In recent years, artificial intelligence (AI) has garnered significant attention from researchers and has become a potent tool for predicting tasks in a variety of fields^{37,38,39,40,41}. AI has been widely applied in the oil industry owing to its advantages over costly and time-consuming experimental procedures and sophisticated thermodynamic models⁴². AI was utilized in the assessment of a water-alternating-CO₂ process³⁷ for determining the minimum miscibility pressure (MMP) of CO₂³⁸ and predicting oil recovery in CO₂-EOR approaches^39,40. A considerable number of studies have been carried out in the field of environmental research, specifically in the area of CCS, which have provided valuable insights into the potential of CCS as a feasible approach to mitigate climate change. These studies have focused on predicting the efficiency of CO₂ storage⁴¹ and assessing the features of coal as an approach to carbon sequestration^42,43.
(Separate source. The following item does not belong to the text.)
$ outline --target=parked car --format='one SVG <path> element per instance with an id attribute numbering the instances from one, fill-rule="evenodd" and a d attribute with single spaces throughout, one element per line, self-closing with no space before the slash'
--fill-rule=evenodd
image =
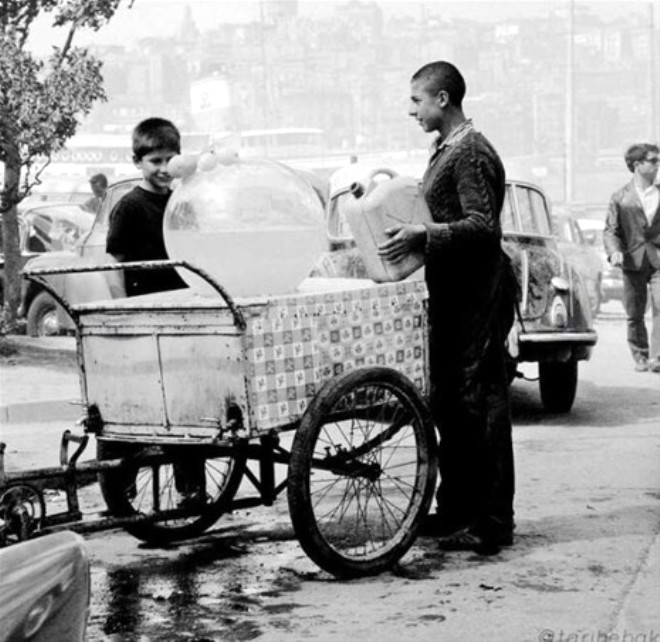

Ghasemian et al.⁴⁴ developed an artificial neural network (ANN) to estimate the solubility of CO₂ in water based on 105 data points from their experiments conducted at pressure and temperature ranges of 0.1–1 MPa and 278.15–348.15 K, respectively. They noticed that the ANN model outperformed the EoSs in CO₂ solubility prediction with an absolute average deviation (AAD) of 4%. Hemmati-Sarapardeh et al.⁴⁵ investigated the efficiency of four machine learning (ML) techniques, namely, radial basis function (RBF), multilayer perceptron (MLP), gene expression programming (GEP), and least-squares support vector machine (LSSVM) models, to estimate CO₂ solubility in pure water at high pressures and temperatures. The results showed that the highest level of accuracy was achieved with the LSSVM model optimized by the firefly optimization algorithm (FFA) with a root mean square error (RMSE) of 0.3261. Khoshraftar and Ghaemi utilized ANN and response surface methodology (RSM) to predict the solubility of CO₂ in water. Their model development was based on 240 measurements that were conducted within a pressure range of 0.5–200 MPa and a temperature between 313.15 and 473.15 K. The efficiency of MLP and RBF models were compared using an ANN technique. All the developed models accurately predicted solubility, although the RBF and MLP models exhibited the highest performance⁴⁶.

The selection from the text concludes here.